Many jurisdictions, including the United States (see 35 U.S. Code § 184), impose some type of restriction on first filings outside of the jurisdiction (i.e., foreign first filings). Such restrictions can be imposed on, for example, applications for inventions made in a given country, applications by inventors who reside in a given country, and applications by inventors who are nationals of a given country. Note: the World Intellectual Property Organization (WIPO) has posted a list describing known filing restrictions for some Patent Cooperation Treaty (PCT) contracting states.
Some jurisdictions with foreign filing restrictions allow foreign first filing only with permission from the patent office (i.e., after obtaining a foreign filing license). However, the amount of time needed to obtain a foreign filing license can vary from days to weeks, or even months, depending on the jurisdiction. Some jurisdictions, such as Russia, do not allow foreign first filings at all and, as a result, do not grant foreign filing licenses. Therefore, a very early consideration in the patent application preparation process should be whether inventor location, residency, and/or citizenship will dictate timing and/or jurisdiction of your first filing. These scenarios can become quite complex when inventors are located in, reside in, or are citizens of different countries, and even more complex when an urgent filing is needed.
For example, maybe Inventor A is located in, resides in, and is a citizen of Country X, Inventor B is located in, resides in, and is a citizen of Country Y, and Inventor C is located in and resides in Country X, but is a citizen of Country Z.
Here are three steps to take before filing a patent application that should help preserve your invention’s first-to-file status:
- Before filing a patent application, the first step is to identify whether Country X, Country Y, and Country Z impose foreign filing restrictions based on the inventor relationships to the relevant jurisdictions. In this example, assume that Country X imposes a foreign filing restriction on applications made in Country X, Country Y imposes a foreign filing restriction on residents of Country Y, and Country Z does not impose a foreign filing restriction on citizens of Country Z.
- The second step is to determine whether permission for a foreign filing can be requested from any of these jurisdictions that impose such a restriction. Here, perhaps permission for a foreign filing can be requested from offices of both Country X and Country Y.

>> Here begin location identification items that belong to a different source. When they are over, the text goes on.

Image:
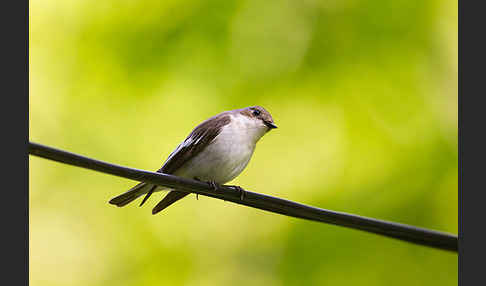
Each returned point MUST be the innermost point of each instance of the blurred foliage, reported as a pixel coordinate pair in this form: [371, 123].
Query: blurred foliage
[364, 93]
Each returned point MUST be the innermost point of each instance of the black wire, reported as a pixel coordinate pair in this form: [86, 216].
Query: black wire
[404, 232]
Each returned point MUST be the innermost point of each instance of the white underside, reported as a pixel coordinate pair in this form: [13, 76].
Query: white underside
[228, 155]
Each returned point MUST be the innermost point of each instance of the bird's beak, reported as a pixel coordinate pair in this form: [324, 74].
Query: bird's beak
[270, 124]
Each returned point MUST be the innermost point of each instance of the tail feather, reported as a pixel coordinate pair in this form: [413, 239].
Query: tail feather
[169, 199]
[131, 194]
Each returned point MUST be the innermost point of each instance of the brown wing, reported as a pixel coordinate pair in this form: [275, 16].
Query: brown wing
[199, 138]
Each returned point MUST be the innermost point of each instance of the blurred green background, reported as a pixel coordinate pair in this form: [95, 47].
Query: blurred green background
[369, 86]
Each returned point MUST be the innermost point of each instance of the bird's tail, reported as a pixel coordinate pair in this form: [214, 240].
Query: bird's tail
[132, 194]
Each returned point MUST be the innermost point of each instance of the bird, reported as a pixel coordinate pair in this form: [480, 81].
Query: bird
[216, 151]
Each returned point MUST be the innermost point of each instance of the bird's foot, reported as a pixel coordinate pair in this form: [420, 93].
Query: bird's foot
[215, 186]
[241, 190]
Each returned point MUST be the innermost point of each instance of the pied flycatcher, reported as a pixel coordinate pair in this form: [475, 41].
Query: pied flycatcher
[216, 151]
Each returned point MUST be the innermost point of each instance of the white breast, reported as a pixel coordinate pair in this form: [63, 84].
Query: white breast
[229, 153]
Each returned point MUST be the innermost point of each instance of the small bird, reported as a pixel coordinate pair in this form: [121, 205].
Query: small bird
[216, 152]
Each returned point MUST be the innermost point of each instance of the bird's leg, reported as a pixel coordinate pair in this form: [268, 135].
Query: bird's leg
[215, 186]
[241, 190]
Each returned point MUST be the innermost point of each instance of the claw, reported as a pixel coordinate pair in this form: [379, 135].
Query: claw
[242, 192]
[214, 185]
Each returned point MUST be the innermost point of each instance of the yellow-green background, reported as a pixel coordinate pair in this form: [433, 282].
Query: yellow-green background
[365, 97]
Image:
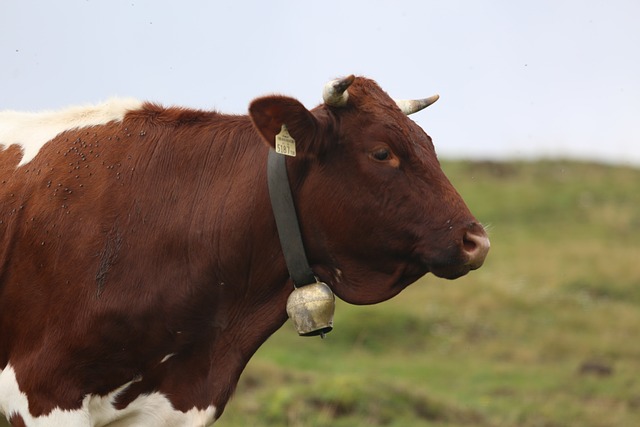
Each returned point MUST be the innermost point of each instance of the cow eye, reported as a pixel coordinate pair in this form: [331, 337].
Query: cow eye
[381, 154]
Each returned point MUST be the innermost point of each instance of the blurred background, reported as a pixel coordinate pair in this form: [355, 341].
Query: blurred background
[537, 126]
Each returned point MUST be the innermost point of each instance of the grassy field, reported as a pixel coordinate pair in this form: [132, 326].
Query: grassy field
[547, 333]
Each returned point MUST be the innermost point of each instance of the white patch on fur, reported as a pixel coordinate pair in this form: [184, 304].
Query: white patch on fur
[152, 410]
[32, 130]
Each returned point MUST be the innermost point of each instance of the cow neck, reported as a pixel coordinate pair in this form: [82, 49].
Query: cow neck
[287, 221]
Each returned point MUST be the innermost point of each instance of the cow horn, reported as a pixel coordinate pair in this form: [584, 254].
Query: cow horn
[410, 106]
[335, 92]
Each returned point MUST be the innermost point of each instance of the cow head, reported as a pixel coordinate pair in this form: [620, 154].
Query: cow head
[375, 208]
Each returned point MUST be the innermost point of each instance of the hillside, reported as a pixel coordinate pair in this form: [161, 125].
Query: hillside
[545, 334]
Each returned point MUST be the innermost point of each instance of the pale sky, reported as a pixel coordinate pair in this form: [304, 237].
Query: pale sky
[542, 78]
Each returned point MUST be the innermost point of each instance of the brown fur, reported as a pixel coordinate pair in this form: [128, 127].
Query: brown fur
[122, 243]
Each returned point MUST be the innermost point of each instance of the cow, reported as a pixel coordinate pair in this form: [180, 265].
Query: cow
[140, 263]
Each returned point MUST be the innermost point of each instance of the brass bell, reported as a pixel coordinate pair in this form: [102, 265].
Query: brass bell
[311, 309]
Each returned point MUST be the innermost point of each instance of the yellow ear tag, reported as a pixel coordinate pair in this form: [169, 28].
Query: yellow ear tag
[285, 144]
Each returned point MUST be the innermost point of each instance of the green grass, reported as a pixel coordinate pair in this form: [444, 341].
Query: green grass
[547, 333]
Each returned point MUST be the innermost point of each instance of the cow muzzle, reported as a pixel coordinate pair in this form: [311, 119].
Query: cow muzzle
[311, 309]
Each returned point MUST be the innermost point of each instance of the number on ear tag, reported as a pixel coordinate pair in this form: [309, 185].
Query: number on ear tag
[285, 144]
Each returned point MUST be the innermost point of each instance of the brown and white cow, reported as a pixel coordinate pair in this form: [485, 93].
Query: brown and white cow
[140, 266]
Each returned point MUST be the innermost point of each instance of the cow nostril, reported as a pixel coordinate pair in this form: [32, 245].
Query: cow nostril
[476, 245]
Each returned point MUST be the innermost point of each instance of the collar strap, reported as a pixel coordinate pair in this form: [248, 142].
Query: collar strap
[287, 221]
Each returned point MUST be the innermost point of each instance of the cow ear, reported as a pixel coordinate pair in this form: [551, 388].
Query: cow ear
[271, 112]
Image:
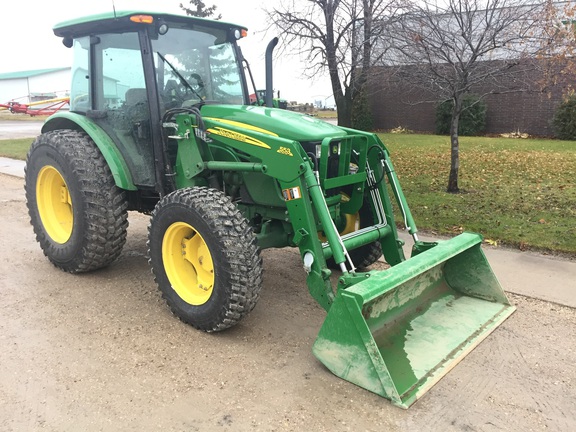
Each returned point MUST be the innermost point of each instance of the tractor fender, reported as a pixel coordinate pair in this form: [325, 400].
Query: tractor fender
[113, 157]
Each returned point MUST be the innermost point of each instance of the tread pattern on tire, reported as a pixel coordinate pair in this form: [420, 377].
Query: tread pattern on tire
[241, 268]
[104, 206]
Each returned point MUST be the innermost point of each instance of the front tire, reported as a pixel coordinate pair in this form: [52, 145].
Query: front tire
[78, 214]
[204, 258]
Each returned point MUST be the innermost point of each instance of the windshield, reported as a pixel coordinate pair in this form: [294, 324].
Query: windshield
[197, 65]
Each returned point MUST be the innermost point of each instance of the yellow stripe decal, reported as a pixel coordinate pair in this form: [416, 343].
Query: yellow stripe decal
[242, 125]
[238, 137]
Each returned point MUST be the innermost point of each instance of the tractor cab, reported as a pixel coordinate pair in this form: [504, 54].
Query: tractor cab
[130, 68]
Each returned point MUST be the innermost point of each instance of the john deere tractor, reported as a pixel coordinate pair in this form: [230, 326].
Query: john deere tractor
[160, 122]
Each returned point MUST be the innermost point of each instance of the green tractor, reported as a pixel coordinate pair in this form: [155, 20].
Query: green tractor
[160, 122]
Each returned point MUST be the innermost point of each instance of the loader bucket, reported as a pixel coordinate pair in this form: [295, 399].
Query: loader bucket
[400, 330]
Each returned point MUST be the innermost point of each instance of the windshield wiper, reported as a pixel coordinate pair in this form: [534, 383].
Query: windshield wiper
[180, 77]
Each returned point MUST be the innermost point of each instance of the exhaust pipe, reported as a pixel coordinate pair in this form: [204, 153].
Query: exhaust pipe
[269, 86]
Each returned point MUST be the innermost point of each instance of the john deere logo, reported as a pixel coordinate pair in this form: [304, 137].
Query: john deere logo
[238, 137]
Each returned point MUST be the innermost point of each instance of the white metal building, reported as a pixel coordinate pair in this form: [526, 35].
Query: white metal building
[26, 86]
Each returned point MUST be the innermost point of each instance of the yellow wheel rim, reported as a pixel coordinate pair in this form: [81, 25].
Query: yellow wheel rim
[54, 204]
[188, 263]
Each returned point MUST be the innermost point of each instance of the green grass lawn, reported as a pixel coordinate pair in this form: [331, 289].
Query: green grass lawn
[515, 192]
[15, 148]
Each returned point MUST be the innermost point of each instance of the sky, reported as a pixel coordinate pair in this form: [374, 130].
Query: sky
[27, 41]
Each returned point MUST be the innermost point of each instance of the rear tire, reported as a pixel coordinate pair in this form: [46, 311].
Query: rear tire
[78, 214]
[204, 258]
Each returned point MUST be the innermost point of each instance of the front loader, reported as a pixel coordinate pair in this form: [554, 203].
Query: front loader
[160, 122]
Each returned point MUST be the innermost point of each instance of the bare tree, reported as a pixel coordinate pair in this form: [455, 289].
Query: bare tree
[334, 36]
[451, 47]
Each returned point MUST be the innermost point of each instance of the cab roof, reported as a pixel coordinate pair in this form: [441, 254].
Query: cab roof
[121, 21]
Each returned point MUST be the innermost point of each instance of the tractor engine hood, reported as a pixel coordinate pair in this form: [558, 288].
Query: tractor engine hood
[286, 124]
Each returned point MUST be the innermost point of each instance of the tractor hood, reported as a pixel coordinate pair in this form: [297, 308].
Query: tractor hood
[286, 124]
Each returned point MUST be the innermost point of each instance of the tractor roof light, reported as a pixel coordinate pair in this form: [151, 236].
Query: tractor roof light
[240, 33]
[143, 19]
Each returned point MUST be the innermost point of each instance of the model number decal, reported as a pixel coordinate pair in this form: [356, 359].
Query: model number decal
[292, 193]
[285, 151]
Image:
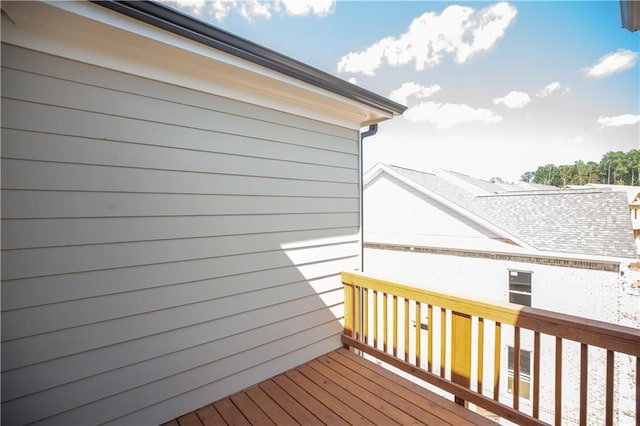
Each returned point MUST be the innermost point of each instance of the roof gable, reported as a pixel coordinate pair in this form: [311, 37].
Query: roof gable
[592, 221]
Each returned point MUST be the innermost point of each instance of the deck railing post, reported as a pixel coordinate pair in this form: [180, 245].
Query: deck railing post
[461, 351]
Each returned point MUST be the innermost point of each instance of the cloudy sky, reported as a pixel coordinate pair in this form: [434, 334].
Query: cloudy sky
[494, 89]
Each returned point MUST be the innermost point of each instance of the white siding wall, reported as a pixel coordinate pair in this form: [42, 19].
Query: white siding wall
[161, 247]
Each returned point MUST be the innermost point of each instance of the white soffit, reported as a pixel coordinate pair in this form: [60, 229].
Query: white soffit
[92, 34]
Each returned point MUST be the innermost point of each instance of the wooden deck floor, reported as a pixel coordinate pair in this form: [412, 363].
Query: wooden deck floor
[338, 388]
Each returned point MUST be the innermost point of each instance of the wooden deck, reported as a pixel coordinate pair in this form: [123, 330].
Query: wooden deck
[338, 388]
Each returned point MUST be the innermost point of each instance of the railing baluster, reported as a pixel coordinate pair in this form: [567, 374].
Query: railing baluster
[375, 318]
[558, 390]
[365, 314]
[609, 390]
[430, 338]
[443, 341]
[385, 321]
[356, 312]
[516, 368]
[406, 330]
[536, 375]
[637, 389]
[584, 379]
[395, 325]
[348, 310]
[496, 360]
[480, 375]
[418, 334]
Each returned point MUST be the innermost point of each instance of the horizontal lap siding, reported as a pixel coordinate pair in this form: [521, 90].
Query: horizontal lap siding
[161, 247]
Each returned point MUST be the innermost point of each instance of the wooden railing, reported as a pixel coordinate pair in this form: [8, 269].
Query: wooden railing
[466, 348]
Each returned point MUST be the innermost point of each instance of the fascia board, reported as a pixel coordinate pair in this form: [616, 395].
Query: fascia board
[90, 33]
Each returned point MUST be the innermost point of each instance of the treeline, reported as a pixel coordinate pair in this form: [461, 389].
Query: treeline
[615, 167]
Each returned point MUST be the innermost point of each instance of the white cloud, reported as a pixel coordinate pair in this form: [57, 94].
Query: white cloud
[402, 94]
[513, 99]
[307, 7]
[252, 9]
[448, 115]
[549, 89]
[619, 120]
[612, 63]
[461, 32]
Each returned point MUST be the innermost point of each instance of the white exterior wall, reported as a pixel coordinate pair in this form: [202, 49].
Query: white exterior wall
[161, 247]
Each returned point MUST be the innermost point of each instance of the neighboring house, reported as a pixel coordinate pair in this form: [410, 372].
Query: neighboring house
[567, 251]
[633, 197]
[177, 205]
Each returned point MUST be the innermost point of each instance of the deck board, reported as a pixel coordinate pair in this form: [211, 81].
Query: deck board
[335, 389]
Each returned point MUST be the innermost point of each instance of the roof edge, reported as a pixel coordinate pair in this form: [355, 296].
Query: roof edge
[174, 21]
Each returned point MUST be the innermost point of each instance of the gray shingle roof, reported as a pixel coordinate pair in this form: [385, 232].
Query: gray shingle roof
[578, 221]
[569, 221]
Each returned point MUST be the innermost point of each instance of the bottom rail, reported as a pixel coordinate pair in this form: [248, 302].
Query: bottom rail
[459, 391]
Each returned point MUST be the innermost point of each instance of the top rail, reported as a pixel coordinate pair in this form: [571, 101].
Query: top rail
[613, 337]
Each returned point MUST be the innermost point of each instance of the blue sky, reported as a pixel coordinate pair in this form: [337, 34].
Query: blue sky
[494, 89]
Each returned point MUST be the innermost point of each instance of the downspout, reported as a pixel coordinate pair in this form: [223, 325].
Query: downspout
[373, 129]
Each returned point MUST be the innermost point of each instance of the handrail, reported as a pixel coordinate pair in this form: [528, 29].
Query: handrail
[467, 337]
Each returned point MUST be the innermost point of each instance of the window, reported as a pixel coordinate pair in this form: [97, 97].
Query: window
[525, 372]
[520, 287]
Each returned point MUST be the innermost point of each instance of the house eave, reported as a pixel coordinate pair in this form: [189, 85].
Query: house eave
[166, 18]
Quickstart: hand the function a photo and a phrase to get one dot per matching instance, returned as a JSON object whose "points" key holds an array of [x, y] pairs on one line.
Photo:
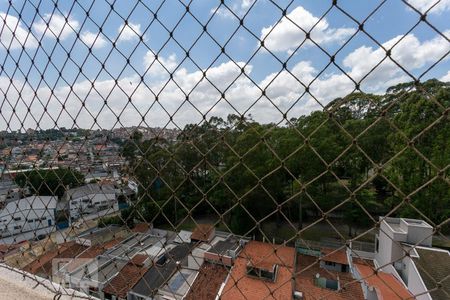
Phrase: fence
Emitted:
{"points": [[188, 149]]}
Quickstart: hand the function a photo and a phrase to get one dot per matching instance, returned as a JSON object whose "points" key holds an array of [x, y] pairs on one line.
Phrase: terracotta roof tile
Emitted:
{"points": [[139, 259], [332, 255], [98, 249], [208, 282], [308, 267], [38, 264], [386, 285], [125, 280]]}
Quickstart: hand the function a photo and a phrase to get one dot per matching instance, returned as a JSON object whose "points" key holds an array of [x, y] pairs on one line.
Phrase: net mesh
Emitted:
{"points": [[236, 149]]}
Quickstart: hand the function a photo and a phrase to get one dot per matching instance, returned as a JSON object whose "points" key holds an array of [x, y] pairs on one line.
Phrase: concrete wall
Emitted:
{"points": [[415, 283]]}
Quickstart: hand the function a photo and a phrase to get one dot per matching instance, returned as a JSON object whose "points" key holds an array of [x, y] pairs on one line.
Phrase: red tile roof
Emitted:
{"points": [[38, 264], [98, 249], [208, 282], [337, 256], [386, 285], [202, 232], [139, 259], [125, 280], [241, 286], [141, 227]]}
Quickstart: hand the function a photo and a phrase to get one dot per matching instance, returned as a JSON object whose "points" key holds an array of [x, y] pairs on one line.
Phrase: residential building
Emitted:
{"points": [[203, 233], [208, 282], [131, 273], [160, 273], [90, 199], [28, 214], [324, 273], [224, 251], [404, 249]]}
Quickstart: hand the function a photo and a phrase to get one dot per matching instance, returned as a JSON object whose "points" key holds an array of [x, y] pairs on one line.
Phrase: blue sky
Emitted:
{"points": [[123, 82]]}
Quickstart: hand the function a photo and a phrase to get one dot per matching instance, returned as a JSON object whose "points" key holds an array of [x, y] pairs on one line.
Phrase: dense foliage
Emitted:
{"points": [[361, 157]]}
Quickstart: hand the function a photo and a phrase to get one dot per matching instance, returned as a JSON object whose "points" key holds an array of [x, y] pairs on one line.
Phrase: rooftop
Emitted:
{"points": [[241, 286], [92, 188], [434, 267], [307, 269], [161, 272], [125, 280], [333, 255], [223, 246], [37, 265], [179, 284], [386, 285], [16, 286], [202, 232], [208, 282]]}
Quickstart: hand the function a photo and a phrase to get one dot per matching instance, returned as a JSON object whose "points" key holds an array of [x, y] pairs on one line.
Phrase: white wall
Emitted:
{"points": [[27, 214], [90, 204], [415, 283]]}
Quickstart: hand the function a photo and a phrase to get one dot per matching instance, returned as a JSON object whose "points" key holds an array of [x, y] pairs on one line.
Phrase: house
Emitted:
{"points": [[324, 273], [404, 249], [161, 271], [379, 284], [131, 273], [224, 251], [28, 215], [90, 199], [203, 233], [178, 285], [208, 282], [261, 271]]}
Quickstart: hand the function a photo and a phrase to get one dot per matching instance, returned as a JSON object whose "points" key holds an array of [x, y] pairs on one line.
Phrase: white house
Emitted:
{"points": [[404, 249], [27, 214], [90, 198]]}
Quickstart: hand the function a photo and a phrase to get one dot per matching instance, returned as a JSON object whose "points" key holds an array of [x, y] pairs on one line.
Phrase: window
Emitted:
{"points": [[262, 273]]}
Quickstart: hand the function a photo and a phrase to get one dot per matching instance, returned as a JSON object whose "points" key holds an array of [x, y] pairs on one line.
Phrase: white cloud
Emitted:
{"points": [[92, 40], [129, 32], [445, 78], [408, 52], [289, 33], [21, 37], [239, 8], [56, 25], [159, 67], [425, 5]]}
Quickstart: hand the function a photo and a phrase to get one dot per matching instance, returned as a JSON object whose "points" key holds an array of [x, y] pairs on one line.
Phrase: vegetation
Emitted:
{"points": [[361, 157]]}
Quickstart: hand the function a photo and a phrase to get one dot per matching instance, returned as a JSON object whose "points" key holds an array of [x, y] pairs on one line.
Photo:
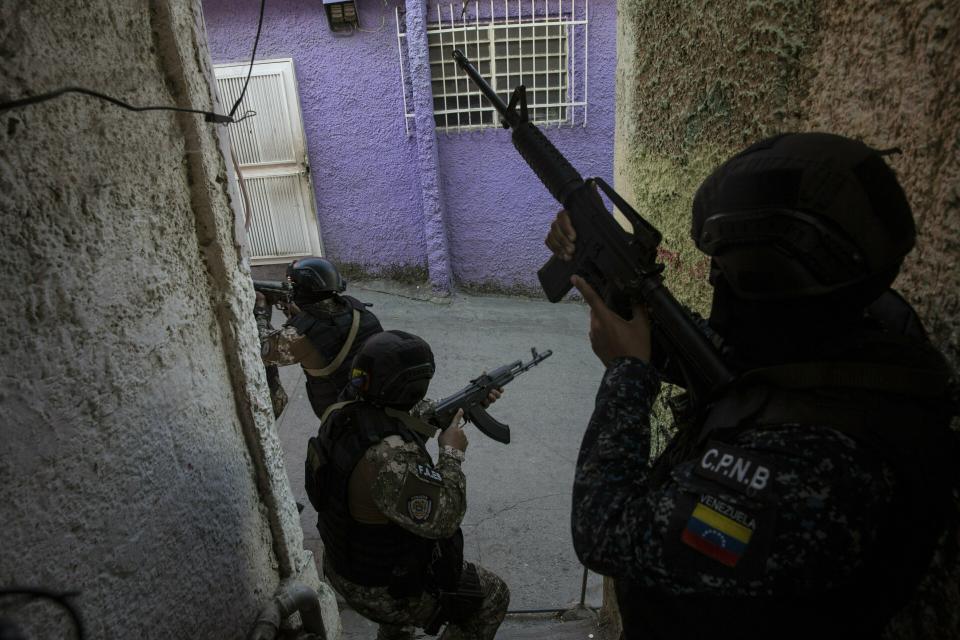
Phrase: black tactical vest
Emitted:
{"points": [[369, 555], [899, 410], [328, 332]]}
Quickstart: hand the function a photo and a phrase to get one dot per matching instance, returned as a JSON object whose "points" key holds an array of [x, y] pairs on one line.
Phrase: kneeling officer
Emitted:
{"points": [[390, 519]]}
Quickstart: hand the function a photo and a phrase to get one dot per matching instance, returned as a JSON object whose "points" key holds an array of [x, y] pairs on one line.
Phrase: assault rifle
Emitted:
{"points": [[472, 397], [620, 265], [278, 293]]}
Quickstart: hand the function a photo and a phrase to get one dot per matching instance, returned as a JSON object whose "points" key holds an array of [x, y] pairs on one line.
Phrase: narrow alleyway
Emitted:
{"points": [[518, 518]]}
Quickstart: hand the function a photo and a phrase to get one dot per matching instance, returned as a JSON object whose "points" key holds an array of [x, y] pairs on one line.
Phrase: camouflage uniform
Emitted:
{"points": [[285, 346], [380, 489], [278, 396], [796, 508]]}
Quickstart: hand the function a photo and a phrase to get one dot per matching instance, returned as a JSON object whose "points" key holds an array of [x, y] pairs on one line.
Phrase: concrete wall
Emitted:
{"points": [[369, 199], [139, 465], [698, 81]]}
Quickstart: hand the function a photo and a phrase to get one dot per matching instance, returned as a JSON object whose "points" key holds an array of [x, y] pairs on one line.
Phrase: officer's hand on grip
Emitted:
{"points": [[454, 435], [610, 335], [561, 238]]}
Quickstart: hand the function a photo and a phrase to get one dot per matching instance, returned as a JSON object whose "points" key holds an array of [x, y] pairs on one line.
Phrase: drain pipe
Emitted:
{"points": [[289, 600]]}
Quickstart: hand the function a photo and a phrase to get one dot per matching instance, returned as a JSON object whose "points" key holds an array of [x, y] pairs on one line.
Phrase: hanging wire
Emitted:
{"points": [[208, 116]]}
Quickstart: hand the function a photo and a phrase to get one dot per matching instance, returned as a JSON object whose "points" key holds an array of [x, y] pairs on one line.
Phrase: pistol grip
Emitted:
{"points": [[491, 427]]}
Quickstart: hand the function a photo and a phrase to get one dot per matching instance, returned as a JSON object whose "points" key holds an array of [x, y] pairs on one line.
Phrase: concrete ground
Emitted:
{"points": [[518, 517]]}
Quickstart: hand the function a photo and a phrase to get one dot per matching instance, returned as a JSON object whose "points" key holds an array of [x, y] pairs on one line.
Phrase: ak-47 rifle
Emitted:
{"points": [[278, 293], [473, 396], [622, 266]]}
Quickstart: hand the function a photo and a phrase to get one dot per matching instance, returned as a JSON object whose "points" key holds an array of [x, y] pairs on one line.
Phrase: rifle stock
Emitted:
{"points": [[473, 396]]}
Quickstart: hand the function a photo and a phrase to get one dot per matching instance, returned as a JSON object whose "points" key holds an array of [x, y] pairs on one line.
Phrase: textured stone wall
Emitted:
{"points": [[698, 81], [139, 465]]}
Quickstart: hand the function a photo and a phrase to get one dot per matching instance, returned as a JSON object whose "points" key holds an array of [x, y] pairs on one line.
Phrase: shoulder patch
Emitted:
{"points": [[719, 530], [418, 497], [736, 469], [428, 474], [419, 507]]}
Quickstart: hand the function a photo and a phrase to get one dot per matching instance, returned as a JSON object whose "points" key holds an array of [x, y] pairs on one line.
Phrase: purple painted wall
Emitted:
{"points": [[366, 170]]}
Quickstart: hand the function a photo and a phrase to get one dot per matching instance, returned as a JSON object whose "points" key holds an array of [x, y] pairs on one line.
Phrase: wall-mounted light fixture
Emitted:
{"points": [[342, 14]]}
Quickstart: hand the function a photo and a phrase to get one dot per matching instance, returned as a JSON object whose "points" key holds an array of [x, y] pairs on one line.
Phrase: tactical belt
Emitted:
{"points": [[344, 351]]}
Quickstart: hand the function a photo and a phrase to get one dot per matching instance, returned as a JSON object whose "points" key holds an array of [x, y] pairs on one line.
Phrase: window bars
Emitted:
{"points": [[538, 43]]}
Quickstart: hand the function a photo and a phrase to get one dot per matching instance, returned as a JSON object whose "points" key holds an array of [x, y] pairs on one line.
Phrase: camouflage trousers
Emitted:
{"points": [[399, 617], [278, 396]]}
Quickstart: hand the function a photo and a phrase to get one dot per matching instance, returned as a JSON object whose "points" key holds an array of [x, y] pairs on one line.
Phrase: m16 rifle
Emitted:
{"points": [[473, 396], [279, 293], [622, 266]]}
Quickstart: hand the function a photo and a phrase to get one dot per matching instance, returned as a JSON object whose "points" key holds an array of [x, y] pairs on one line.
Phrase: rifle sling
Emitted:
{"points": [[334, 407], [344, 350]]}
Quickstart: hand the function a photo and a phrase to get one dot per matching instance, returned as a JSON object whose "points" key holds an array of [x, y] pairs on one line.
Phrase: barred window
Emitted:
{"points": [[534, 55], [541, 46]]}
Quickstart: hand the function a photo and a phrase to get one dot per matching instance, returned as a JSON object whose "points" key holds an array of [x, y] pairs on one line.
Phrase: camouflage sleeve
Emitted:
{"points": [[262, 316], [613, 464], [424, 499], [280, 346], [797, 504]]}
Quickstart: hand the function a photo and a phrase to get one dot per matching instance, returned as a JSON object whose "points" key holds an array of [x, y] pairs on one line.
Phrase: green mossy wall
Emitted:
{"points": [[698, 81]]}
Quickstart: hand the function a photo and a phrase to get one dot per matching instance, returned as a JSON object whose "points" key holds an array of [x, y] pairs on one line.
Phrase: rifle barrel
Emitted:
{"points": [[485, 88]]}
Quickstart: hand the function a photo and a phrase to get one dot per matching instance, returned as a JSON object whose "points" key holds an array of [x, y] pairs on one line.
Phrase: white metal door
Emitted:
{"points": [[271, 152]]}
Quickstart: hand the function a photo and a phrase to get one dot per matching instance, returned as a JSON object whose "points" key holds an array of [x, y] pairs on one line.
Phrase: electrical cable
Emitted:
{"points": [[253, 56], [208, 116], [59, 598]]}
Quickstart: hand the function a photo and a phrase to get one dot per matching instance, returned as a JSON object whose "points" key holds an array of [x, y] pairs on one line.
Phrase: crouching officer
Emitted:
{"points": [[324, 332], [389, 518]]}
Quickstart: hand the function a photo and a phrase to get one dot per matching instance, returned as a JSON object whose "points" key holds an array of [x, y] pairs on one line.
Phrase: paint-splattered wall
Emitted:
{"points": [[364, 166]]}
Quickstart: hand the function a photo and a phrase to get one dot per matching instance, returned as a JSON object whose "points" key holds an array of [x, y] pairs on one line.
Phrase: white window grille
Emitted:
{"points": [[541, 44]]}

- The third step is to determine an approximate amount of time typically needed for a request for a foreign filing to be reviewed and (hopefully) granted. In our relatively simple example, perhaps a foreign filing license can be obtained from the Country X office in 3-4 days, but a foreign filing license from the Country Y office may take 4-6 weeks. An attorney licensed in a given jurisdiction may have strategies for trying to expedite the review/grant process.
As you can probably imagine, results of these inquiries can dictate where and how quickly the patent application can be filed. In the above example, if timing is urgent, a first filing in Country Y after obtaining a foreign filing license for Country X may be a workable strategy. Conversely, if timing is not an issue, a first filing in Country X after obtaining a foreign filing license for Country Y may be the way to go.
Of course, it is advisable to contact the relevant patent office or an attorney licensed in a given jurisdiction in order to ascertain detailed information for a given jurisdiction.
In summary, inventor location, residency, and/or citizenship can have a significant impact on timing and/or jurisdiction for a given filing. Therefore, foreign filing considerations should be handled as early as possible during the patent application preparation process.